Smoke fills the walkway outside the Senate Chamber as supporters of President Donald Trump are confronted by U.S. Capitol Police officers inside the Capitol, Wednesday, in Washington. (AP Photo/Manuel Balce Ceneta)
By TANYA SMITH-CARTWRIGHT
A DAY after the dust settled on Capitol Hill, Progressive Liberal Party chairman Senator Fred Mitchell called on the Bahamian government to condemn the violence in the United States by Trump supporters.
On Wednesday, as America’s Congress convened to ratify President-elect Joseph Biden Jr and Vice-president-elect Kamala Harris, an angry mob of President Donald Trump’s supporters stormed Capitol Hill in what was an attempt to bully Congress to overturn the November 2 election results.
The horrific event unfolded when the lawmakers were having their say over the authenticity of President-elect Biden’s win in the state of Arizona. Thousands of men and women bearing the American flag stormed the federal building, overpowering law enforcement and causing elected officials to flee to safety.
Just hours before the violence erupted President Trump, his lawyer Rudy Giuliani and his son, Donald Trump Jr, spoke at a rally and urged their supporters to march on Congress.
Senator Mitchell said: “Consistent with the conduct and conventions of a free and democratic state, our government must be seen publicly to uphold the democratic norms, amongst them the rule of law and the peaceful transfer of power. There is a lesson to be learned by the Minnis administration in all of this.
“The public is reminded that we warned our government about walking in lockstep in the United Nations, in the Organization of American States and other fora with policies engineered in those fora which undermined these principles. What unfolded on our television screens on January 6 in the US capital buttresses our view that in these international fora it is important to stand for values as opposed to the convenience of ad hoc positions, based on craven supplications to powerful men.”
Mr Mitchell, a former minister of foreign affairs and immigration, continued: “In this regard, the Venezuelan policy comes to mind. We point out that the European Union has now reversed its position on recognising the insurgent team in Venezuela as the legitimate government of that country; that legitimacy was based in part on scenes in Venezuela which looked similar to scenes that played out yesterday in Washington, DC.”
In light of this, the party chairman said the PLP is inviting the government to also rethink its policy and realign itself with traditional policies of non-interference in the internal affairs of another country.
Minister of Foreign Affairs Darren Henfield said Thursday the situation was unfortunate but he is confident America will bounce back.
He said: “For us it was an anomalous event that we have not become accustomed to seeing in the United States of America.

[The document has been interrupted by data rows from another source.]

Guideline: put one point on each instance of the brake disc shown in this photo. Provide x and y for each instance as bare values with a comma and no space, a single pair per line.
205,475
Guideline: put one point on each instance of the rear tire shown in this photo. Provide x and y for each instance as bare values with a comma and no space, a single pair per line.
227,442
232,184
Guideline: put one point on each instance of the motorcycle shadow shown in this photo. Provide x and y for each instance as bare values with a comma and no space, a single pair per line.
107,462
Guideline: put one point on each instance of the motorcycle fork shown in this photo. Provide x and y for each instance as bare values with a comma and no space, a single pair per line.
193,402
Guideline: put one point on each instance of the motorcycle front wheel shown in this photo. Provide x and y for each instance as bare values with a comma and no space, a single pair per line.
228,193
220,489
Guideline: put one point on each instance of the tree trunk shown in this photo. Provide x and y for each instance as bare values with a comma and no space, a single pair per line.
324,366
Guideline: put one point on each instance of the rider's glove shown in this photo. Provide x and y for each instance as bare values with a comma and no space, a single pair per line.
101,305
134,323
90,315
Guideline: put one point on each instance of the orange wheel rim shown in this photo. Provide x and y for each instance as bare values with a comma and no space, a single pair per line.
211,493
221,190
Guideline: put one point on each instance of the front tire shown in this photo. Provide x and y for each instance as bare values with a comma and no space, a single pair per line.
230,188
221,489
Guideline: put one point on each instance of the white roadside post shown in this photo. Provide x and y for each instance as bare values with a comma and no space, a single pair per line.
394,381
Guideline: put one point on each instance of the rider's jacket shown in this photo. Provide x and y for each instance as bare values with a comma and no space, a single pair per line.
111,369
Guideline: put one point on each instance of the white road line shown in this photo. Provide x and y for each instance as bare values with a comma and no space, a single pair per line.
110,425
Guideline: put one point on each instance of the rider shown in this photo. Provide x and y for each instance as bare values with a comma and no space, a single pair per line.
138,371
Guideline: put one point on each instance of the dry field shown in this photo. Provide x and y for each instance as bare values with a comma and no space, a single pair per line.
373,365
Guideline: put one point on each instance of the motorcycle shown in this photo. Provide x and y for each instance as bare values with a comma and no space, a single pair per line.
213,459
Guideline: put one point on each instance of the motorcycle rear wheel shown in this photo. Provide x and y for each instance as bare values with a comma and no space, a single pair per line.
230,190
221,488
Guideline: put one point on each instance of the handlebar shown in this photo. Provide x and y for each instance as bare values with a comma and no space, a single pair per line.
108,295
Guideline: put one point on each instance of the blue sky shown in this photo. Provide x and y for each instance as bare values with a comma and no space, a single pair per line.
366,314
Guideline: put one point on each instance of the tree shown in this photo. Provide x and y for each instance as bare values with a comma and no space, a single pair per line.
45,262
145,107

It is still unfolding and ... we don’t know what is going to happen after. We have confidence in The Bahamas that America, being the bastion of democracy that it is and has become known for throughout the Free World, would work through these issues and settle down.

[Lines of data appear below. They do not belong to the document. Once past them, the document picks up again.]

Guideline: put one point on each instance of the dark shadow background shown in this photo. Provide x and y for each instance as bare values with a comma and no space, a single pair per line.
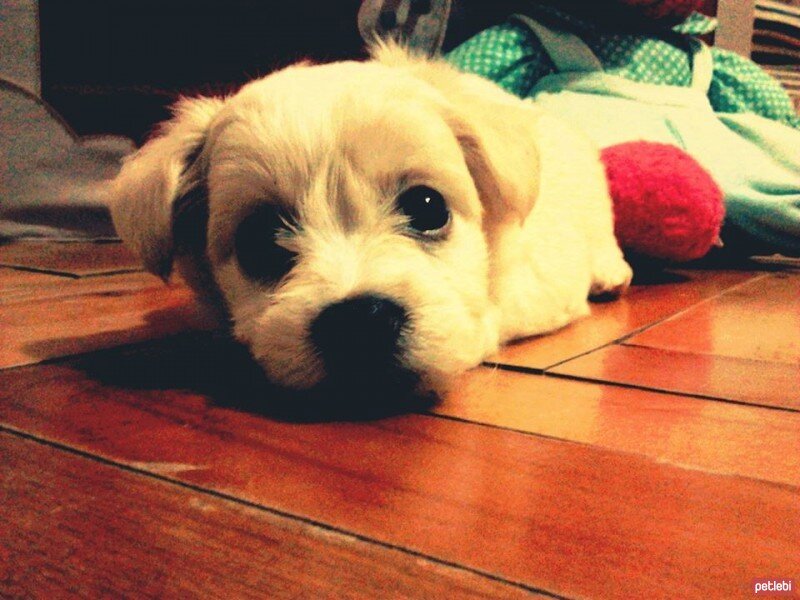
114,66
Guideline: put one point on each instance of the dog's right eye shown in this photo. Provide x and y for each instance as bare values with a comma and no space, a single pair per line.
425,208
257,245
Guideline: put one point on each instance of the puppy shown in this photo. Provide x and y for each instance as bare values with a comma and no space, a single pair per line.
391,221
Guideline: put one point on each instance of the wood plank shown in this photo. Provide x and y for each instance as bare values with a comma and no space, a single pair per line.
759,320
83,315
19,286
566,518
641,306
73,526
71,258
698,434
723,377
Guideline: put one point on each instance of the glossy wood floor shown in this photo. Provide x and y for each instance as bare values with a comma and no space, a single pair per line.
651,450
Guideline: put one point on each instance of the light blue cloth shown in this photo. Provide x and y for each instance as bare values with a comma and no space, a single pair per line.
754,160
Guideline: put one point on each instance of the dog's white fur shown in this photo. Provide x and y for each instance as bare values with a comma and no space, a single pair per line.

“I happened to be up at about 4am or thereabout and watched the two houses of the United States come together – Democrats and Republicans – and put this issue to rest. So, we find that they were able to ratify the President-elect and the Vice President-elect and I am looking forward to working with this new administration.”

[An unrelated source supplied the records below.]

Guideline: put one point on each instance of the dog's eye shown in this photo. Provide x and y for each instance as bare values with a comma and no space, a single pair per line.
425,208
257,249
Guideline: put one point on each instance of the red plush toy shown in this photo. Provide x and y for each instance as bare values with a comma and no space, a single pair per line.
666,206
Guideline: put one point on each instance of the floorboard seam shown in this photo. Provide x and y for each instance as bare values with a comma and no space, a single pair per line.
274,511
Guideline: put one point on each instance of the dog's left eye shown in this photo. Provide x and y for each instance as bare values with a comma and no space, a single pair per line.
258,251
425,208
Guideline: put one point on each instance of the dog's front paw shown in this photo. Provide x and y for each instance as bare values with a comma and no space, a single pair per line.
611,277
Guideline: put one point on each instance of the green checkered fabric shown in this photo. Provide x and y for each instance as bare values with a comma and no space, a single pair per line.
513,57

In a statement from CARICOM Chairman Dr Keith Rowley, Prime Minister of Trinidad and Tobago, the incident was described as a gross affront to democracy.
The CARICOM statement read: “The Caribbean Community (CARICOM) is deeply saddened and concerned at the unprecedented scenes that unfolded at the Capitol Building in Washington DC, USA, during the certification of the votes of the presidential elections by the US Congress.
“The storming of the US Congress was a gross affront to democracy and the rule of law in a country which has been viewed as a leading light of representative governance the world over. CARICOM looks forward to the restoration of order and the continuation of the process of transfer of power in a peaceful manner.”
Since the incident, President Trump, who had his account temporarily locked by Twitter for allegedly inciting the riot, released a video in which he said: “Like all Americans I am outraged by the violence, lawlessness and mayhem.”
He added: “A new administration will be inaugurated on January 20. My focus now turns to ensuring a smooth, orderly and seamless transition of power. This moment calls for healing and reconciliation.”